- Born: April 4, 1888 Burnt House, West Virginia, US
- Died: June 11, 1962 (aged 74)
- Place of burial: Odd Fellows cemetery, Harrisville, West Virginia, US
- Allegiance: United States
- Branch: United States Navy
- Service years: 1906 - 1926
- Rank: Chief Machinist's Mate
- Unit: U.S.S. Florida
- Conflicts: United States occupation of Veracruz
- Awards: Medal of Honor

= Lawrence C. Sinnett =

Lawrence Clinton Sinnett (April 4, 1888 – June 11, 1962) was a seaman in the United States Navy and a Medal of Honor recipient for his role in the United States occupation of Veracruz.

Sinnett joined the Navy in 1906, and rose to the rank of chief machinists mate before retiring in 1926. He died on June 11, 1962 and is buried in Odd Fellows cemetery, Harrisville, West Virginia.

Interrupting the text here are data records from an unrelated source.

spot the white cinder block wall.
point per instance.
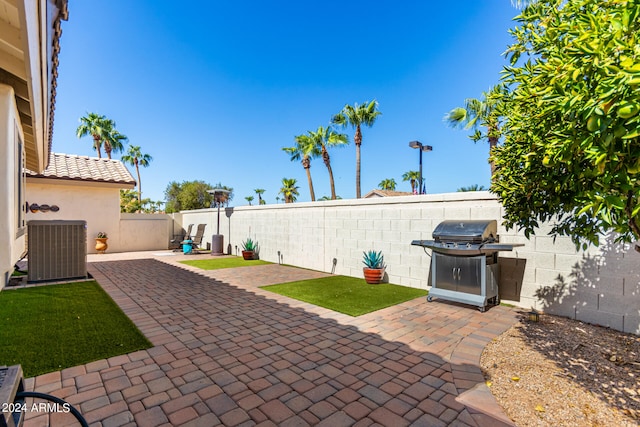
(600, 285)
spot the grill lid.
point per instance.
(474, 231)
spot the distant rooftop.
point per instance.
(83, 168)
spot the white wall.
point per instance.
(601, 285)
(99, 205)
(142, 232)
(12, 242)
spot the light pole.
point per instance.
(217, 240)
(418, 144)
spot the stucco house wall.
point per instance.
(29, 47)
(99, 205)
(11, 181)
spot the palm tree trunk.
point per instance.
(313, 195)
(306, 164)
(357, 139)
(96, 143)
(139, 183)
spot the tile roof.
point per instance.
(83, 168)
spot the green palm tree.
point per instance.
(304, 149)
(480, 113)
(260, 192)
(113, 140)
(413, 177)
(387, 184)
(95, 125)
(134, 157)
(327, 137)
(357, 116)
(289, 190)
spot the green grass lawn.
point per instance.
(346, 295)
(226, 262)
(49, 328)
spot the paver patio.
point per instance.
(228, 353)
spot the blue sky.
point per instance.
(213, 90)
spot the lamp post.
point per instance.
(217, 240)
(418, 144)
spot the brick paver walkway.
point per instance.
(228, 353)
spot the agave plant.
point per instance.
(373, 259)
(249, 245)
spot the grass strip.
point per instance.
(347, 295)
(226, 262)
(49, 328)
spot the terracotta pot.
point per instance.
(373, 276)
(101, 244)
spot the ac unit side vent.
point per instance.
(57, 250)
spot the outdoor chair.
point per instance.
(196, 240)
(175, 243)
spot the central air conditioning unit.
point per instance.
(57, 250)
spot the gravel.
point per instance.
(562, 372)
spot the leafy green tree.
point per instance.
(134, 157)
(474, 187)
(304, 149)
(387, 184)
(289, 190)
(95, 125)
(413, 177)
(357, 116)
(323, 138)
(260, 192)
(188, 195)
(228, 197)
(481, 113)
(571, 152)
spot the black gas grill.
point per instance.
(464, 261)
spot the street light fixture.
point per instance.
(418, 144)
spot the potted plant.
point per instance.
(249, 249)
(101, 242)
(374, 267)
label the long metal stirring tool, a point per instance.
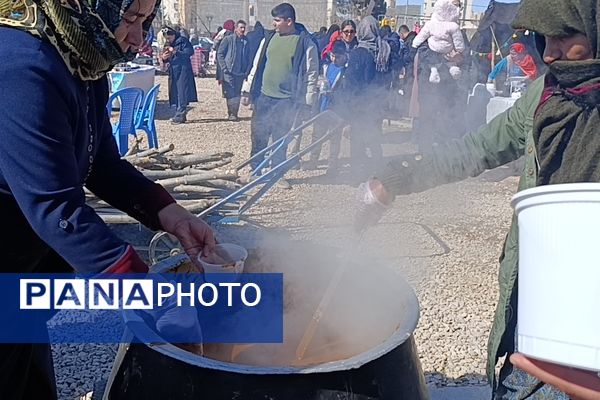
(327, 296)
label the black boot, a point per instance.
(179, 118)
(233, 107)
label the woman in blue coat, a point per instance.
(56, 140)
(182, 86)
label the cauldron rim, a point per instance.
(154, 342)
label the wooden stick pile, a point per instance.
(196, 181)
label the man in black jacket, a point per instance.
(232, 57)
(283, 82)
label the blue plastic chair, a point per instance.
(145, 117)
(129, 99)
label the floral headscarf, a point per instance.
(81, 31)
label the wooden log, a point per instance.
(151, 152)
(214, 164)
(179, 162)
(170, 173)
(199, 190)
(222, 184)
(196, 178)
(113, 216)
(142, 162)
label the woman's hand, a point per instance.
(578, 384)
(193, 233)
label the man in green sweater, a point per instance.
(555, 126)
(282, 82)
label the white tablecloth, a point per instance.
(498, 105)
(142, 77)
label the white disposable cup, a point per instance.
(231, 259)
(559, 274)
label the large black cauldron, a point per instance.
(388, 369)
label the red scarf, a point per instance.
(334, 37)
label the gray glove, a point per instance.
(369, 210)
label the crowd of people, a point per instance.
(56, 114)
(364, 72)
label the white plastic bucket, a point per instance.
(559, 274)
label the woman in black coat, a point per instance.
(182, 87)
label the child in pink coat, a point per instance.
(443, 37)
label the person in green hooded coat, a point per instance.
(56, 139)
(555, 126)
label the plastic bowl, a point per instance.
(226, 258)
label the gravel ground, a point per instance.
(446, 241)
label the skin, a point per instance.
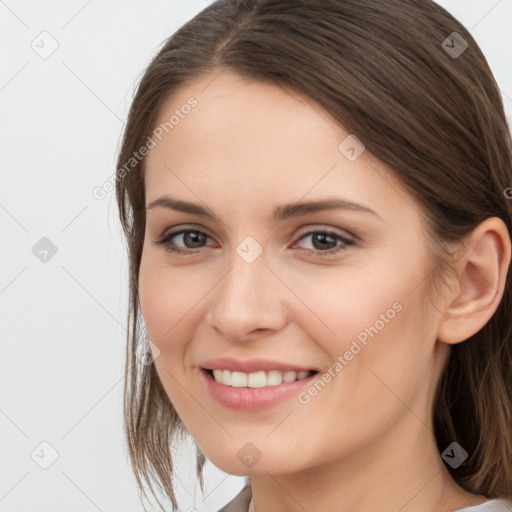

==Medal of Honor citation==
Rank and organization: Seaman, U.S. Navy. Born: 4 April 1888, Burnt House, W. Va. Accredited to: Pennsylvania. G.O. No.: 101, 15 June 1914.

Citation:

On board the U.S.S. Florida, Sinnett showed extraordinary heroism in the line of his profession during the seizure of Vera Cruz, Mexico, 21 April 1914.